Publié le 23 janvier 2015
GOUVERNANCE D'ENTREPRISE
Risque carbone : BP et Shell sous la pression des investisseurs
Quel sera l’impact du changement climatique sur les compagnies pétrolières ? Cette question devrait animer les prochaines assemblées générales de Shell et de BP au printemps 2015. Plus d’une cinquantaine d’investisseurs d’importance viennent de déposer des résolutions pour obliger ces deux gros émetteurs de CO2 à publier des informations sur leurs scénarios d’adaptation au bouleversement climatique.

© Hugo Philippott / AFP
Une coalition d’une cinquantaine d’investisseurs pesant plus de 200 milliards d’euros veut déposer une résolution sur le changement climatique dans les assemblées générales de Shell et de BP. "Le changement climatique est un risque économique et financier majeur", explique James Thornton, à la tête de ClientEarth organisation, une entité spécialiste du droit de l’environnement qui participe à la coordination de ces résolutions. "BP et Shell ont notre avenir financier et environnemental entre leurs mains et elles doivent faire plus et mieux pour prévenir les risques climatiques." Il conclut: "Les investisseurs peuvent les aider à progresser en votant pour les résolutions que nous proposons." Plus le score obtenu sera élevé, plus grande sera la pression sur l’entreprise.
Le débat est déjà lancé par média interposé. Un éditorialiste du magazine américain Forbes titrait le 21janvier: "Il est ridicule d’exiger de BP et Shell qu’elles investissent dans l’énergie verte", ajoutant: "Ce ne sont pas les producteurs d’énergies fossiles qui peuvent développer les énergies renouvelables et les technologies bas carbone."
Des réponses attendues au printemps
Les investisseurs, à l’origine de la résolution intitulée “Stratégie de résilience pour 2035 et au-delà” pensent au contraire que "les réglementations climatiques vont avoir des impacts importants sur la rentabilité des entreprises les plus émettrices de gaz à effet de serre". C’est le point de vue de Stéphanie Maier, à la tête du département RSE d’Aviva Investors: "C’est pour cela que le secteur de l’énergie doit modifier ses sources de production et de profits."
Les investisseurs responsables vont demander à BP en avril et à Shell en mai de faire toute la lumière sur la compatibilité de leurs scénarios de production d’énergie avec ceux de l’Agence internationale de l’énergie.
Il s’agit d’indicateurs clefs de performance sur l’économie bas carbone et sur des prises de position publiques sur le changement climatique.

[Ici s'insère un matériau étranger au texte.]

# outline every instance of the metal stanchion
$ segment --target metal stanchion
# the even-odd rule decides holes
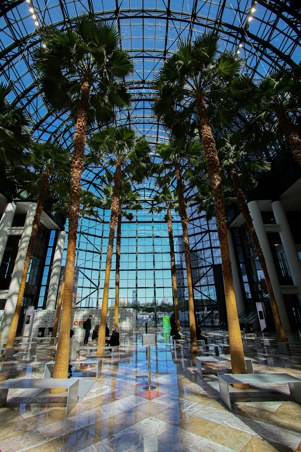
[[[147,386],[144,386],[143,389],[144,391],[151,391],[153,389],[156,389],[155,386],[152,386],[150,381],[150,347],[148,347],[148,384]]]

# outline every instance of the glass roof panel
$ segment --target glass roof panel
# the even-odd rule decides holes
[[[194,39],[213,29],[221,33],[221,50],[235,50],[242,40],[241,56],[255,79],[301,59],[300,14],[287,0],[259,0],[253,19],[247,23],[252,0],[12,0],[0,8],[0,77],[13,88],[11,100],[25,107],[37,123],[41,139],[51,134],[71,146],[73,131],[63,117],[53,117],[37,97],[31,55],[39,42],[34,9],[39,25],[63,28],[78,15],[89,11],[116,24],[121,45],[132,56],[133,76],[127,83],[134,100],[128,112],[118,115],[152,142],[167,134],[152,115],[152,84],[165,60],[176,48],[179,38]]]

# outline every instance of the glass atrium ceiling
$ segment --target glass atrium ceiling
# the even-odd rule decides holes
[[[37,138],[46,140],[53,134],[58,135],[62,144],[69,147],[72,128],[63,117],[50,115],[37,94],[31,54],[39,42],[37,32],[41,26],[52,24],[63,29],[78,15],[89,11],[116,24],[121,45],[133,56],[135,66],[133,78],[128,81],[134,101],[119,122],[130,124],[153,143],[164,140],[166,135],[152,115],[152,84],[165,59],[176,48],[179,38],[193,39],[205,30],[219,30],[221,49],[240,50],[240,56],[246,62],[246,70],[255,78],[265,75],[271,69],[301,60],[301,9],[294,0],[2,0],[0,3],[0,76],[12,87],[10,100],[26,108]]]

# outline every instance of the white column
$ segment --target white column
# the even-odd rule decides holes
[[[279,235],[285,257],[294,285],[297,286],[299,302],[301,302],[301,263],[295,245],[291,228],[282,202],[276,201],[272,203],[272,208],[277,224],[280,225]]]
[[[59,232],[56,250],[53,257],[52,269],[49,281],[48,293],[46,301],[46,309],[55,309],[57,296],[57,290],[60,282],[60,268],[62,265],[62,259],[64,252],[64,245],[66,238],[66,232],[65,231],[60,231]]]
[[[21,280],[24,268],[24,263],[26,257],[28,242],[32,229],[32,221],[36,208],[36,203],[31,202],[26,216],[23,233],[19,243],[16,262],[4,308],[3,318],[0,327],[0,338],[1,339],[7,338],[9,332],[10,325],[17,304]],[[0,345],[2,346],[2,344],[0,344]]]
[[[283,297],[281,293],[280,285],[279,283],[278,276],[275,268],[275,264],[272,255],[267,233],[261,216],[260,209],[257,201],[252,201],[248,203],[249,209],[252,217],[253,224],[257,234],[258,240],[265,259],[268,272],[269,275],[271,283],[273,287],[276,302],[278,307],[279,314],[281,323],[285,331],[291,330],[287,311],[284,305]]]
[[[15,204],[9,202],[6,205],[0,220],[0,264],[3,259],[3,254],[9,238],[7,230],[12,225],[15,210]]]
[[[232,236],[229,229],[228,229],[228,243],[229,244],[229,251],[232,267],[232,274],[233,275],[233,283],[234,286],[234,293],[236,301],[236,307],[237,309],[238,315],[241,312],[245,311],[245,306],[244,301],[244,297],[241,290],[241,280],[239,278],[239,273],[237,268],[237,262],[235,256],[234,247],[232,240]]]

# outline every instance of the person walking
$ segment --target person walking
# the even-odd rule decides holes
[[[83,325],[84,329],[86,330],[86,333],[85,334],[85,337],[83,339],[83,345],[87,345],[88,343],[88,341],[89,340],[89,336],[90,336],[90,331],[91,329],[92,328],[92,325],[91,325],[91,319],[92,318],[92,315],[89,315],[89,317],[87,319],[85,322],[85,324]]]
[[[106,341],[107,345],[117,346],[120,344],[119,342],[119,330],[117,325],[113,324],[112,327],[112,334],[109,340]]]
[[[99,325],[95,325],[95,328],[92,331],[92,339],[91,340],[94,340],[94,339],[97,339],[98,337],[99,330]]]
[[[175,320],[175,317],[173,314],[172,314],[170,316],[170,318],[169,319],[169,321],[170,322],[171,328],[172,329],[173,327],[176,325],[176,320]]]

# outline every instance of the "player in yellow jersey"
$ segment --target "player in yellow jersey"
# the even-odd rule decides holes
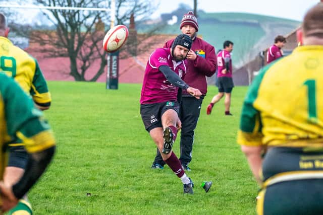
[[[3,181],[7,166],[6,147],[18,136],[27,144],[28,159],[23,175],[15,184]],[[14,206],[40,177],[55,151],[50,127],[32,101],[12,79],[0,74],[0,205]],[[16,214],[25,214],[17,211]]]
[[[37,107],[46,110],[50,105],[50,95],[37,60],[12,44],[8,38],[9,32],[6,17],[0,13],[0,71],[14,79],[32,98]],[[23,174],[28,155],[23,144],[21,140],[17,139],[13,140],[10,145],[8,167],[4,175],[6,183],[16,183]],[[22,201],[18,205],[21,206],[19,208],[24,206],[26,211],[32,214],[29,203],[27,197],[25,198],[25,200]],[[10,214],[14,211],[15,209]]]
[[[297,36],[302,45],[264,68],[242,108],[238,142],[261,186],[258,214],[323,214],[323,3]]]

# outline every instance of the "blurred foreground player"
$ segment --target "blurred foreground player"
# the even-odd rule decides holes
[[[32,98],[35,105],[42,110],[50,105],[50,95],[47,83],[37,60],[24,50],[13,44],[8,38],[9,28],[5,15],[0,13],[0,57],[1,71],[14,79],[23,90]],[[27,162],[28,154],[23,143],[19,138],[9,144],[8,167],[4,175],[5,183],[12,185],[23,174]],[[25,214],[32,214],[31,206],[27,196],[19,202],[16,208],[9,212],[25,211]]]
[[[238,142],[262,187],[258,214],[323,214],[322,20],[319,3],[302,46],[265,67],[245,99]]]
[[[28,159],[23,175],[13,185],[2,180],[6,161],[6,147],[18,137],[26,144]],[[41,111],[35,108],[19,86],[10,78],[0,73],[0,197],[1,209],[7,211],[18,203],[34,185],[50,163],[55,141]]]

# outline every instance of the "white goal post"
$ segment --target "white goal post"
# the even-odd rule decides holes
[[[109,8],[77,8],[74,7],[57,7],[57,6],[40,6],[36,5],[0,5],[0,8],[29,9],[47,9],[47,10],[66,10],[75,11],[94,11],[110,12]]]

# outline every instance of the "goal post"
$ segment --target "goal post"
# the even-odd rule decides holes
[[[0,8],[13,8],[16,9],[38,9],[103,11],[110,12],[111,28],[115,26],[116,16],[116,1],[112,0],[111,8],[83,8],[74,7],[44,6],[33,5],[13,5],[8,4],[0,4]],[[103,39],[103,38],[102,38]],[[107,71],[106,79],[106,89],[118,89],[119,82],[119,51],[114,53],[109,53],[107,57]]]

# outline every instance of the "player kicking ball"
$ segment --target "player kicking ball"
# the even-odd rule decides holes
[[[193,182],[172,151],[181,128],[179,118],[182,89],[197,99],[201,92],[181,79],[185,75],[184,60],[192,45],[191,38],[181,34],[171,48],[158,48],[150,56],[144,76],[140,98],[140,114],[146,130],[156,144],[163,160],[180,178],[184,193],[193,194]]]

Les compagnies prises en étau
Le modèle économique des compagnies pétrolières est plus que bousculé par la conjugaison de la baisse spectaculaire des prix du baril, du développement des gaz de schiste et de l’augmentation constante des coûts d’exploration. Elles doivent aussi répondre aux campagnes de désinvestissement dont l’ampleur ne cesse de grandir. BP et Shell font partie des entreprises ciblées par le mouvement Go Fossil Free qui organisent les 13 et 14 février 2015 une journée mondiale de désinvestissement. Elle a pour but d’inciter les citoyens à faire pression sur les acteurs financiers pour qu’ils se détournent des énergies fossiles au bénéfice des énergies renouvelables.
Entre les investisseurs et les acteurs de la société civile, les compagnies pétrolières sont prises en étau. Rien pourtant, aujourd’hui, ne garantit un changement de stratégie de leur part.